O governo da Índia decidiu não prosseguir com uma proposta para exigir que Apple, Samsung e outros pré-instalem o aplicativo de identificação biométrica do país Aadhaar em telefones, uma medida que foi contestada pelos gigantes dos smartphones, disse um órgão estatal na sexta-feira.
Foi relatado no mês passado que a Autoridade de Identificação Única da Índia (UIDAI), o órgão estatal que opera o Aadhaar, solicitou ao ministério de TI em janeiro que se envolvesse com a Apple, o Google e outros fabricantes líderes de smartphones para considerar a pré-instalação obrigatória do aplicativo Aadhaar.
Um número de identidade exclusivo de 12 dígitos vinculado às impressões digitais e leituras da íris de um indivíduo, Aadhaar é mantido por quase 1,34 bilhão de residentes e é amplamente utilizado para fins de verificação em serviços bancários e de telecomunicações, bem como para entrada mais rápida em aeroportos.
O ministério de TI da Índia revisou a proposta e “não é a favor de obrigar a pré-instalação do aplicativo Aadhaar em smartphones”, disse a UIDAI em comunicado à Reuters na sexta-feira, sem dar razão para a decisão.
O ministério de TI da Índia não respondeu às perguntas da Reuters.
O ministério de TI realizou uma “consulta com as partes interessadas da indústria eletrônica” antes de tomar a decisão de abandonar a proposta de pré-carregamento Aadhaar, acrescentou a UIDAI em seu comunicado.
O pedido de Aadhaar foi a sexta vez em dois anos que o governo solicitou a pré-instalação de aplicativos estatais em telefones, de acordo com comunicações da indústria analisadas pela Reuters no início deste ano.
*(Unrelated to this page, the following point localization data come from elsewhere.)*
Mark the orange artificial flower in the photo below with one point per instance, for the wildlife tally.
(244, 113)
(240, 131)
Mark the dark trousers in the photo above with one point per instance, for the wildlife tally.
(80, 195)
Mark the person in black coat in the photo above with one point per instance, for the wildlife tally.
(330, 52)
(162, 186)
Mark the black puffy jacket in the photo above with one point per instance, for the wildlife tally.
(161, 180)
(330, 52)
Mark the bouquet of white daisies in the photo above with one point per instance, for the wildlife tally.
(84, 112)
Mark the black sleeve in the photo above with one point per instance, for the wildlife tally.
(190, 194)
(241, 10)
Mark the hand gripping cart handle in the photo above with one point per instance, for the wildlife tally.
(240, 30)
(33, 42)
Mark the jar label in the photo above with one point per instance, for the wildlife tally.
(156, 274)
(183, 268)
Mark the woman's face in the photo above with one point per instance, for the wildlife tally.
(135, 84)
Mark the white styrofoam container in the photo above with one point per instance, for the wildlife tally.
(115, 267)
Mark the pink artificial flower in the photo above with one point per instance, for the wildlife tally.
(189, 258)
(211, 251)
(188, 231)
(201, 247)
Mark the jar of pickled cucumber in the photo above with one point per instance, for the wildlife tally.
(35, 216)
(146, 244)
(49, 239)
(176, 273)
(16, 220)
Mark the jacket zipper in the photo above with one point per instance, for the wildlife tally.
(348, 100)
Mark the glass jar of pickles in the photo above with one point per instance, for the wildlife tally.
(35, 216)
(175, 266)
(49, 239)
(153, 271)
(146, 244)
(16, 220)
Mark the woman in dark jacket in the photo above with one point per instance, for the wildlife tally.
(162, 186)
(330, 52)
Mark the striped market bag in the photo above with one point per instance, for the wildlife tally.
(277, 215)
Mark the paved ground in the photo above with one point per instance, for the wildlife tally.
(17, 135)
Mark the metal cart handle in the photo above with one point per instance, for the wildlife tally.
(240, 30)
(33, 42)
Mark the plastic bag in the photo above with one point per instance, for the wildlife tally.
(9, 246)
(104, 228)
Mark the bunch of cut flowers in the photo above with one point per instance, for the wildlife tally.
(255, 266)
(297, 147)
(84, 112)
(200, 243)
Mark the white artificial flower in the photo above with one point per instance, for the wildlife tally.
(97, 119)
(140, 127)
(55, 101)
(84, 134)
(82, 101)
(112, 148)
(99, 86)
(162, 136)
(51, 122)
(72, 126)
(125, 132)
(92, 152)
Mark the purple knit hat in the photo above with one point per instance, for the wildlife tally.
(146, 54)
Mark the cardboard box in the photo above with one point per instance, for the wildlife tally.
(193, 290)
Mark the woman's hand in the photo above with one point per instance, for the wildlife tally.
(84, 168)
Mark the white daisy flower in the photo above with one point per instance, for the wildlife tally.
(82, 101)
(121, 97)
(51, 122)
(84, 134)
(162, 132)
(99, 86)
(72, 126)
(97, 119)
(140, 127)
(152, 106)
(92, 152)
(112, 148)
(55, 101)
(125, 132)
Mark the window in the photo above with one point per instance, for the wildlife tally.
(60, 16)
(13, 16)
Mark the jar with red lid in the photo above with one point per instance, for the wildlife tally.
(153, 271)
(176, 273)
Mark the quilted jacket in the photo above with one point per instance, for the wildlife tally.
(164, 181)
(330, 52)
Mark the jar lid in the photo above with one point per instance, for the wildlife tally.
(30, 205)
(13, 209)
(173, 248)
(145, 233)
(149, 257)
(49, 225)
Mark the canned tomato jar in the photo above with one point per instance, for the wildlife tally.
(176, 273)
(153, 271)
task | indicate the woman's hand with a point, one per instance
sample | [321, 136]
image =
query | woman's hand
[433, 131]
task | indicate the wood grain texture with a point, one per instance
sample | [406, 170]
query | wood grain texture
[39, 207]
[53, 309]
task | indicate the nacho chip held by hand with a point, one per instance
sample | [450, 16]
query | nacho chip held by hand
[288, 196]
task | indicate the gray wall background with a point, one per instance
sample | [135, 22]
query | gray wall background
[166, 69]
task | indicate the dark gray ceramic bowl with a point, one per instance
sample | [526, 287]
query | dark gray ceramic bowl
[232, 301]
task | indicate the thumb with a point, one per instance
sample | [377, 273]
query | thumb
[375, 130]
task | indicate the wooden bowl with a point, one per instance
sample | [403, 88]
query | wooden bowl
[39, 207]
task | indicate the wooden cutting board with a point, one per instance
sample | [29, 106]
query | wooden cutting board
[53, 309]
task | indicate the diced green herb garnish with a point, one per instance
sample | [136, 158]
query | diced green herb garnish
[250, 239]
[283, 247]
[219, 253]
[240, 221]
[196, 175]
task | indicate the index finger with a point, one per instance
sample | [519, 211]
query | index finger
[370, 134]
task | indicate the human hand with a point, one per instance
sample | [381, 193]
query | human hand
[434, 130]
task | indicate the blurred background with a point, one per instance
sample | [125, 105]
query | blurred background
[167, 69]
Todas as seis tentativas foram contestadas pela indústria.
Os fabricantes de smartphones sinalizaram preocupações sobre a segurança e compatibilidade dos dispositivos quando receberam a proposta de pré-carregamento Aadhaar, e também sinalizaram custos de produção mais elevados, já que seriam obrigados a operar linhas de fabricação separadas para a Índia e os mercados de exportação, de acordo com documentos revisados pela Reuters.
Apple e Samsung, em particular, estavam preocupadas com a proposta devido a questões de segurança e proteção, disseram fontes à Reuters em março.
A decisão do governo de não prosseguir com a proposta mostra as restrições ao impulso digital do primeiro-ministro Narendra Modi, à medida que a Índia corteja empresas como a Apple para expandir o seu papel como centro global de smartphones.
Em dezembro, a Índia enfrentou críticas sobre uma ordem que obrigava as empresas de smartphones a pré-instalar um aplicativo de segurança de telecomunicações, forçando uma reversão em poucos dias.
Um alto funcionário indiano disse na sexta-feira, sob condição de anonimato, que o Ministério de TI não apoia qualquer pré-carregamento de aplicativos, “a menos que seja considerado muito essencial”.
Preocupações de segurança
Embora o governo mantenha o Aadhaar seguro e protegido, o aplicativo tem enfrentado críticas persistentes de defensores da privacidade, inclusive por vazamentos de dados em que detalhes pessoais de milhões de titulares surgiram na dark web.
Apar Gupta, fundador da Internet Freedom Foundation, um grupo de defesa digital com sede em Nova Deli, saudou a decisão do governo de abandonar a proposta de pré-instalação do Aadhaar e disse que outras propostas deste tipo também deveriam ser reforçadas, uma vez que carecem de uma base legislativa e não têm objectivo de política pública.
“Esperemos que seja um exercício bem-vindo de contenção regulatória que reconhece que os cidadãos carregam os seus telefones como extensões da sua autonomia, e não como recipientes para a ordem governamental”, disse Gupta.